Time passed slowly. I thought of calling Nikki to remind her to get going, but that was pointless. I thought of calling Yasmin or Chiri, but they were at work now, anyway. I sat back against the wall and shivered, almost in tears: Jesus, I really
didn’t
have any friends. I wished I had a holo system like Tamiko’s; it would have killed some time. I’ve seen some holoporn that made the real thing seem fetid and diseased.
At seven-thirty I dressed: an old, faded blue shirt, my jeans, and my boots. I couldn’t have looked pretty for Hassan if I’d wanted to. As I was leaving my building, I heard the crackle of static, and the amplified voice of the muezzin cried
“laa ‘illaha ‘illallaahu”
—it is a beautiful sound, that call to prayer, alliterative and moving even to a blaspheming dog of an unbeliever like myself. I hurried through the empty streets; hustlers stopped their hustling for prayer, marks overcame their cullibility for prayer.
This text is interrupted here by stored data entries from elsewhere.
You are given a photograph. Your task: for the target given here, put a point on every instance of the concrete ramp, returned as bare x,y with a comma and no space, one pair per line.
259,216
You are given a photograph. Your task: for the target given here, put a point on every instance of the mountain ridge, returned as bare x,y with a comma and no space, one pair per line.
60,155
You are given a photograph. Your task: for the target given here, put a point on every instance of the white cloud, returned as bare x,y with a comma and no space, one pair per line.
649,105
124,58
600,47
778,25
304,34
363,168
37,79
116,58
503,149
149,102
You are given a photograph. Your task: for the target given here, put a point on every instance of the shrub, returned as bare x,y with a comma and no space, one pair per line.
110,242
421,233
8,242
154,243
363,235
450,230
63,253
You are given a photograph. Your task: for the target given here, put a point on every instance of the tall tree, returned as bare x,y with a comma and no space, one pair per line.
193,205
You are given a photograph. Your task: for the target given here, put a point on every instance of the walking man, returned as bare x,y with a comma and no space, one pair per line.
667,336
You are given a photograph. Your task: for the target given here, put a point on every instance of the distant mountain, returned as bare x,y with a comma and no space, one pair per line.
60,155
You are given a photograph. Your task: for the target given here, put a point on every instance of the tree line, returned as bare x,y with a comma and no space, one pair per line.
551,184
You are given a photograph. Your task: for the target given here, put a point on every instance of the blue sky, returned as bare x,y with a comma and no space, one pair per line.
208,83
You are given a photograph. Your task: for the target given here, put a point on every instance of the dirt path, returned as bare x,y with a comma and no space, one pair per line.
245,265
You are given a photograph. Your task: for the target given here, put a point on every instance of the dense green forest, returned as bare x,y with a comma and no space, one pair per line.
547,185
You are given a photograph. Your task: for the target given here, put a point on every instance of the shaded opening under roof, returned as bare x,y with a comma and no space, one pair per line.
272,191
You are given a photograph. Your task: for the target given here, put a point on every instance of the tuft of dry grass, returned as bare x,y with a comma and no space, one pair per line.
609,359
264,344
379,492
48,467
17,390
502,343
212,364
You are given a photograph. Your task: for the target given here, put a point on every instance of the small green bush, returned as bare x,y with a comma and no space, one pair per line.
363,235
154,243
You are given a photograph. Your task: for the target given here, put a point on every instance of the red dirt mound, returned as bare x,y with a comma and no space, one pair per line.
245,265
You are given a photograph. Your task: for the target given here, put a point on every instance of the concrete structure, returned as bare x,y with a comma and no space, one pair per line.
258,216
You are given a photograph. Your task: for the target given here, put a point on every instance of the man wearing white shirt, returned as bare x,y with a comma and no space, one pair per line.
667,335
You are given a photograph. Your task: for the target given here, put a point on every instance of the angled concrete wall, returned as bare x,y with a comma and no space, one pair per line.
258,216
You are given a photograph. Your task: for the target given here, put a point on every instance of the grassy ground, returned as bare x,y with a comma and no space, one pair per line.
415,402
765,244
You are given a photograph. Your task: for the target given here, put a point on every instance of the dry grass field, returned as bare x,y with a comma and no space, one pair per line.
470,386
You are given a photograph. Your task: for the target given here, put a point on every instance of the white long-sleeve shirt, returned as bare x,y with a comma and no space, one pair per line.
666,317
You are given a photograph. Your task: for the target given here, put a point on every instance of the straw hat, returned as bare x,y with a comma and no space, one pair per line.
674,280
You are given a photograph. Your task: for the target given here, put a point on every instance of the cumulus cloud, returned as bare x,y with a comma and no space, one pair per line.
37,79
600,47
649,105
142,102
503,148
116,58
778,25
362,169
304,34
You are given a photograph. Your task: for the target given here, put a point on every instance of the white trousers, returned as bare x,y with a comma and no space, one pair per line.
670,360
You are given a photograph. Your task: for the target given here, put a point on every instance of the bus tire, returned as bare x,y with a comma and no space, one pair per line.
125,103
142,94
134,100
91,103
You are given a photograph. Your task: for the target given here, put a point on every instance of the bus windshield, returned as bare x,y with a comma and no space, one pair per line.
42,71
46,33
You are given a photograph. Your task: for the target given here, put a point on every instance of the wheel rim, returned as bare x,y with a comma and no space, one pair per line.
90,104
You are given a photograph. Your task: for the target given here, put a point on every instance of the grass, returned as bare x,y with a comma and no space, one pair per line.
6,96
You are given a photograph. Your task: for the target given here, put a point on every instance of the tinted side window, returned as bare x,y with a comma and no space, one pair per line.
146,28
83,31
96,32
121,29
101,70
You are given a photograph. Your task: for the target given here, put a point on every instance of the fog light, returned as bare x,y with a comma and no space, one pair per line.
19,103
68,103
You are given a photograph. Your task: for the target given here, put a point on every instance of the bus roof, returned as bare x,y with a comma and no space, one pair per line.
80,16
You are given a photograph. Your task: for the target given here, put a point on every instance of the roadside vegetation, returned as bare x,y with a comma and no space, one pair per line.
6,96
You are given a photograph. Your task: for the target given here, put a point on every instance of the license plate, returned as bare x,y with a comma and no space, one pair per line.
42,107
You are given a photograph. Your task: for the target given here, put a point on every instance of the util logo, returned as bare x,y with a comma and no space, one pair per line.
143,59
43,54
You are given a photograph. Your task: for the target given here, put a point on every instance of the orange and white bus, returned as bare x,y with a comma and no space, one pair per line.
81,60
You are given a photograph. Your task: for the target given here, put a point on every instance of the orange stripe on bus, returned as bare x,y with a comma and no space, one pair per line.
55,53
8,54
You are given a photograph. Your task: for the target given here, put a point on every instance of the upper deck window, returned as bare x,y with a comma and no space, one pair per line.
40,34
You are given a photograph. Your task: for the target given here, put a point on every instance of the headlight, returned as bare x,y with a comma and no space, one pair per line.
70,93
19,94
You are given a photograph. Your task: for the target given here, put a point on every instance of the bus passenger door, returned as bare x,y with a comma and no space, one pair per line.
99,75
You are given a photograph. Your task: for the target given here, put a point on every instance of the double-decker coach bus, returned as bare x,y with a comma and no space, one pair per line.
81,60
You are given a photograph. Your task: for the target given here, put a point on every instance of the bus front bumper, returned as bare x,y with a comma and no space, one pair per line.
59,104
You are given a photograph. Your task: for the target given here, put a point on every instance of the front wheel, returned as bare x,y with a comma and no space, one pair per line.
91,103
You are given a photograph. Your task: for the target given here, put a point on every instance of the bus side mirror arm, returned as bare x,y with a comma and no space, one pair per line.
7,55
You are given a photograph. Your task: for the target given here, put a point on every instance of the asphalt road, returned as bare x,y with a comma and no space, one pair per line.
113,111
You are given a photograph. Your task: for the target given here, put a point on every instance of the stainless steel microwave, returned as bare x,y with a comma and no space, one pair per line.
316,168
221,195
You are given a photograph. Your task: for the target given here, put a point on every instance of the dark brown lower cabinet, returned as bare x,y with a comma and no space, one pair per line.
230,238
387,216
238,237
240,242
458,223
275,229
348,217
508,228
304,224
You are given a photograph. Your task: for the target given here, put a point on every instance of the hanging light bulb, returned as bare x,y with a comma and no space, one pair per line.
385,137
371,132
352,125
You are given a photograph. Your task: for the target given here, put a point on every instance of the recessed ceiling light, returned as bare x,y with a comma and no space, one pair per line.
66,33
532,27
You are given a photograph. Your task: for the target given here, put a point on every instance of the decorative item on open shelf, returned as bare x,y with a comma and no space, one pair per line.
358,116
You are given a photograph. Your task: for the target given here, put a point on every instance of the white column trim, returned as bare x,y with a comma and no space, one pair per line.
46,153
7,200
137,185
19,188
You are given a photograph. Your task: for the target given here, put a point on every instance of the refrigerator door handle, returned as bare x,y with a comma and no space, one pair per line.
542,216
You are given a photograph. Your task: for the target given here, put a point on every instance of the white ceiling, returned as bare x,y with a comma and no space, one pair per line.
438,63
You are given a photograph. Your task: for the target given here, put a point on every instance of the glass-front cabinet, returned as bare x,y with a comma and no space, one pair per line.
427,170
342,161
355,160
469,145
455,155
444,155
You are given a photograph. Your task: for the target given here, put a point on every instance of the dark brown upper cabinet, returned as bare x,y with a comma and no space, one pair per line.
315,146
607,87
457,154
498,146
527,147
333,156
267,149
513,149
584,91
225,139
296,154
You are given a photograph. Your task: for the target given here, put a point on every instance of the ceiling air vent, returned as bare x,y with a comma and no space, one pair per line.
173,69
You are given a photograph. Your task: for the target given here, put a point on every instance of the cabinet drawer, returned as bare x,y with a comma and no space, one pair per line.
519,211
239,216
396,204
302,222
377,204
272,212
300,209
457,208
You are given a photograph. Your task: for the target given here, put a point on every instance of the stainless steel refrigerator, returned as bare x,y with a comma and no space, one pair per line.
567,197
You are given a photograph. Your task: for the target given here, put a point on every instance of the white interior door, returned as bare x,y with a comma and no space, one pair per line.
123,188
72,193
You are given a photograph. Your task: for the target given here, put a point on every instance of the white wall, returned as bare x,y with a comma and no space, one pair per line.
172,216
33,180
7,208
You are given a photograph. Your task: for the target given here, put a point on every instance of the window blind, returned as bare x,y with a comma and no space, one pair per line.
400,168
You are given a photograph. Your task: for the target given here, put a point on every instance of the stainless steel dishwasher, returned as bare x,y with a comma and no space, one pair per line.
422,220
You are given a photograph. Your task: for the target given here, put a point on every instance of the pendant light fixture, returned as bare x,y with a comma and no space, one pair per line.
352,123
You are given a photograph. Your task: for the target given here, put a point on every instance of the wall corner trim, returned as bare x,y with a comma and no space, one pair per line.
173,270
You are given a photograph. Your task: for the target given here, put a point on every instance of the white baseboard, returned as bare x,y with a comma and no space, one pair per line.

My footsteps echoed on the ancient cobblestones like accusations. By the time I reached Hassan’s shop, everything had returned to normal. Until the final, evening call to prayer, the hustlers and the marks could return to their rock ‘n’ roll of commerce and mutual exploitation.
Minding Hassan’s shop at that hour was a young, slender American boy everyone called Abdul-Hassan. Abdul means “the slave of,” and is usually rounded out with one of the ninety-nine names of God. In this case, the irony was that the American boy was Hassan’s, in every respect you could think of except, perhaps, genetically. The word around the Street was that Abdul-Hassan had not been born a boy, in exactly the same way that Yasmin had not been born a girl; but no one I knew had the time or the inclination to launch a full-scale investigation.